3.2.8 The First Hypertext Conference (1987)
In 1987 the first conference on hypertext, ACM Hypertext'87, was held at the University of North Carolina. Half of the 500 people who wanted to join the conference had to be turned away, and the others were squeezed into two auditoriums which were connected by video transmission [Nie95].
During subsequent years new projects and hypermedia systems were announced nearly monthly [And96a]. The World Wide WWW (WWW, W3, or The WWW), developed at CERN (the European Particle Physics Laboratory in Geneva, Switzerland), was first demonstrated at the ACM Hypertext'91 conference in December 91. Its breakthrough did not come until the year 1993 when the National Center for Supercomputing Applications (NCSA) released Mosaic, a point-and-click graphical browser for the WWW. The World Wild WWW will be discussed in the next Section.
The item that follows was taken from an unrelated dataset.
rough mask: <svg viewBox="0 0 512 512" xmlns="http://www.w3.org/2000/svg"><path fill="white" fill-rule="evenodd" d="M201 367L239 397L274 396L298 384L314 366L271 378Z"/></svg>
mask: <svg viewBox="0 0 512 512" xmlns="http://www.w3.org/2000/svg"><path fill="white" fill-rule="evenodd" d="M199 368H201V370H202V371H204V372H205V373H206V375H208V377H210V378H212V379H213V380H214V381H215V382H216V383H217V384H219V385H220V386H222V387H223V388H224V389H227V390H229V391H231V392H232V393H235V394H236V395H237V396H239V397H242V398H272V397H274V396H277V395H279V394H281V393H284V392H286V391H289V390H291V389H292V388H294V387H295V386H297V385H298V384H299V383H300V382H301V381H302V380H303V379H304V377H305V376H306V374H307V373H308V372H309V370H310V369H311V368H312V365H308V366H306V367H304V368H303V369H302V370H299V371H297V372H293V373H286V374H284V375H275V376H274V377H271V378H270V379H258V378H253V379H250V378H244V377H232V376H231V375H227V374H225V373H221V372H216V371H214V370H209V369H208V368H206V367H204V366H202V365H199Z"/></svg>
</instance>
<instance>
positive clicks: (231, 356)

In 1994 the first Hyper-G server, developed at Graz University of Technology, was released. Hyper-G is built upon the WWW but overcame some of its shortcomings by implementing new features inspired by Ted Nelson's Xanadu and Intermedia. Hyper-G supports full-text search, bidirectional links, user rights, etc. The last section in this chapter is devoted to Hyperwave, which is the name of the commercial version of Hyper-G.